Wie so oft habe ich natürlich nicht WÄHREND des Prozesses Photos gemacht, sondern fröhlich vor mich hin experimentiert. Inspiration war ein Geschenk an mich, nämlich eine handgenähte Smartphonehülle aus altem Fahrradreifen Gummi! (Mit Zahnseide genäht, hihi!) Das hat mich dazu inspiriert, selber einen alten Reifen im Keller aufzustöbern und es mal mit der Nähmaschine zu probieren.
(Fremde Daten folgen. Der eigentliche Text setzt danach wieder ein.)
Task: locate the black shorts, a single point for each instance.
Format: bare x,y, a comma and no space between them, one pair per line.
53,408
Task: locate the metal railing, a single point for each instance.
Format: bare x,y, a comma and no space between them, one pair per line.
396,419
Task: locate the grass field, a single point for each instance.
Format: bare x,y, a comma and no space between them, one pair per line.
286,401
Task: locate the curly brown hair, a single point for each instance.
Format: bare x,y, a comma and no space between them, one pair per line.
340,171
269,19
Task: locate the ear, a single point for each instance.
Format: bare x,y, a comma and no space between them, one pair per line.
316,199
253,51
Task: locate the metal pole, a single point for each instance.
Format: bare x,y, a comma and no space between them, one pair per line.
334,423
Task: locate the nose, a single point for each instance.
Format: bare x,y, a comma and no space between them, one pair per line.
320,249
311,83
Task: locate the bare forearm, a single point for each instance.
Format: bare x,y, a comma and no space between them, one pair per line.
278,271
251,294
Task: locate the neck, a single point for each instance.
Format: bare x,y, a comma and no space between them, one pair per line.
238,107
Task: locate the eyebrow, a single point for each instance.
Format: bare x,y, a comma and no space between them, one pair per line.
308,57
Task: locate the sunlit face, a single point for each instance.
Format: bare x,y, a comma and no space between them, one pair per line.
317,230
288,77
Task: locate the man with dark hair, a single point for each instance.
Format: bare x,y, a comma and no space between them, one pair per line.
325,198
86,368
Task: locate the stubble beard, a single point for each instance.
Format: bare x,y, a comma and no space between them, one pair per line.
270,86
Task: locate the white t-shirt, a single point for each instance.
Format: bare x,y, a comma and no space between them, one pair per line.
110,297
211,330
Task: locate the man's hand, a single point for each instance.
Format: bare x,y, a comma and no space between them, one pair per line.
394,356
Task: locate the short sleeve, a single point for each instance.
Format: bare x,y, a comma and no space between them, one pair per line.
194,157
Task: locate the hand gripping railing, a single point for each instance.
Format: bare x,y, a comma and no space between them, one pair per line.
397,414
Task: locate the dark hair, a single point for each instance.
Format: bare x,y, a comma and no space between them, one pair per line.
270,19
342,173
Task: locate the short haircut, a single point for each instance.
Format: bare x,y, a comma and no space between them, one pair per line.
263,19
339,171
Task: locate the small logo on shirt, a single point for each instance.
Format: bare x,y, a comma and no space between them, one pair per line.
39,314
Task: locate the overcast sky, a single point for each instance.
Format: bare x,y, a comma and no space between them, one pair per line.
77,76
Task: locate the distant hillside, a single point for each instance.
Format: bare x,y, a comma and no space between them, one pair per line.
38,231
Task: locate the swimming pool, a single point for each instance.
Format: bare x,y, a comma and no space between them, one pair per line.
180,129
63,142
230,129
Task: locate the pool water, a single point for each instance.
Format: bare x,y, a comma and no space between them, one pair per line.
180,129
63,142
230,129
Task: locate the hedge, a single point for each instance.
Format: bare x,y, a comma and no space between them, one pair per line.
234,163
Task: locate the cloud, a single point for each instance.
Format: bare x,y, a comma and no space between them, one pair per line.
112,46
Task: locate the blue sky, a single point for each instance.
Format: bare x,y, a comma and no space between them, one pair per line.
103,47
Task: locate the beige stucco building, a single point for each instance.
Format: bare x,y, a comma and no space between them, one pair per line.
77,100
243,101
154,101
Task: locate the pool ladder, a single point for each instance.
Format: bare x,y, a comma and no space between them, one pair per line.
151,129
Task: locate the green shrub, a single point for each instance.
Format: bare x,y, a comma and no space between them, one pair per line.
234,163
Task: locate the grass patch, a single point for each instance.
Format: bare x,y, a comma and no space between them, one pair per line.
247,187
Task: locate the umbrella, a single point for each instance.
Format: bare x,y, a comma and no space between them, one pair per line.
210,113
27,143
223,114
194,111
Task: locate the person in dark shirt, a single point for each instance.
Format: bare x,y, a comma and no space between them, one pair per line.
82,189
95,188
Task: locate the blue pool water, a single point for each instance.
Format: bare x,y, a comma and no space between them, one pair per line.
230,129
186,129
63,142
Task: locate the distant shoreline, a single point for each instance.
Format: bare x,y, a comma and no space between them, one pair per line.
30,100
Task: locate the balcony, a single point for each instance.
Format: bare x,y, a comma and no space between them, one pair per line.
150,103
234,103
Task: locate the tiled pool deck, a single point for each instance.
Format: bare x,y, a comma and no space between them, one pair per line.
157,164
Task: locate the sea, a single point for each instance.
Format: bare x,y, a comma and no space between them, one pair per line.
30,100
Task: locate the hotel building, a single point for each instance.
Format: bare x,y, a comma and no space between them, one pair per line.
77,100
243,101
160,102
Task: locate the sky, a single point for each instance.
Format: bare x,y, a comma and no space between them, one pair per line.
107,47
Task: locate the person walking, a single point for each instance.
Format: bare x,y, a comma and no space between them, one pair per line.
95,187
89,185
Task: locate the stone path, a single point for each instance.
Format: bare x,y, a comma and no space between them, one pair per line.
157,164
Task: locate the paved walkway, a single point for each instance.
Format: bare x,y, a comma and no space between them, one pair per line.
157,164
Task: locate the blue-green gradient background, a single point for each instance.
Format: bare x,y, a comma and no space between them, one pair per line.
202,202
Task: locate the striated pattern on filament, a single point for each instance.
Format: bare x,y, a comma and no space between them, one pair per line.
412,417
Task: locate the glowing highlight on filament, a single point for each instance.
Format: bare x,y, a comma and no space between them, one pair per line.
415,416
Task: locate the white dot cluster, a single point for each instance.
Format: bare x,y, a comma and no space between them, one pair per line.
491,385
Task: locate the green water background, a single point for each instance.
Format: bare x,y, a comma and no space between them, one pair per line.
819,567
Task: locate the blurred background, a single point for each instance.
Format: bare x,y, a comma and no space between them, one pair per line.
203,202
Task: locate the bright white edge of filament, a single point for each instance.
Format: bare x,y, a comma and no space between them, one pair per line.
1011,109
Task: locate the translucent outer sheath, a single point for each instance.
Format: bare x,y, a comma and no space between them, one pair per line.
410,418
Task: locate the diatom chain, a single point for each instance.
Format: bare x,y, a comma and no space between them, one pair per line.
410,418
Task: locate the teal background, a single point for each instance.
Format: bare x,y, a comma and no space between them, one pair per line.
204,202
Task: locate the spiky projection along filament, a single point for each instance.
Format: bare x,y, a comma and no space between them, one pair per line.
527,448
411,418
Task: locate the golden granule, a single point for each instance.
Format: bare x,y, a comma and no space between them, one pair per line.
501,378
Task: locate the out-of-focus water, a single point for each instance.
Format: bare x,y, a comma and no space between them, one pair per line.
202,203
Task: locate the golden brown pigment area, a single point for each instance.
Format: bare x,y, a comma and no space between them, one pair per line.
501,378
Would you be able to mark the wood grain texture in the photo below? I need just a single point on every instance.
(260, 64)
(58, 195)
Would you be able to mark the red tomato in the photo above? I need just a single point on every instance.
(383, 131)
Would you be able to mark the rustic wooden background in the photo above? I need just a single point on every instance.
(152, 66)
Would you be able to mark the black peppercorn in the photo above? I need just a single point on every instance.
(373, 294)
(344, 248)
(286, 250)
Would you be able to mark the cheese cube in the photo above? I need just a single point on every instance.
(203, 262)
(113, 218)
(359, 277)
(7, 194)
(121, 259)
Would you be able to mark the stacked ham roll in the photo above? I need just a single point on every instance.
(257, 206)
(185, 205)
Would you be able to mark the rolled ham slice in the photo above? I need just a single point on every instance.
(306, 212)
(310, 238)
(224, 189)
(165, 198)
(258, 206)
Funktionierte überraschend gut, obwohl deutlich besser mit meinem Teflonbeschichteten Nähfuss. Der Nähfluss war um einigesbesser! Das Gummi ist eben etwas zu rutschfest. Aber das Filz hält das Handy super in der Tasche – ich kann meine umdrehen und sie gleiten nicht heraus, sind aber leicht zum reinstecken und rausnehmen.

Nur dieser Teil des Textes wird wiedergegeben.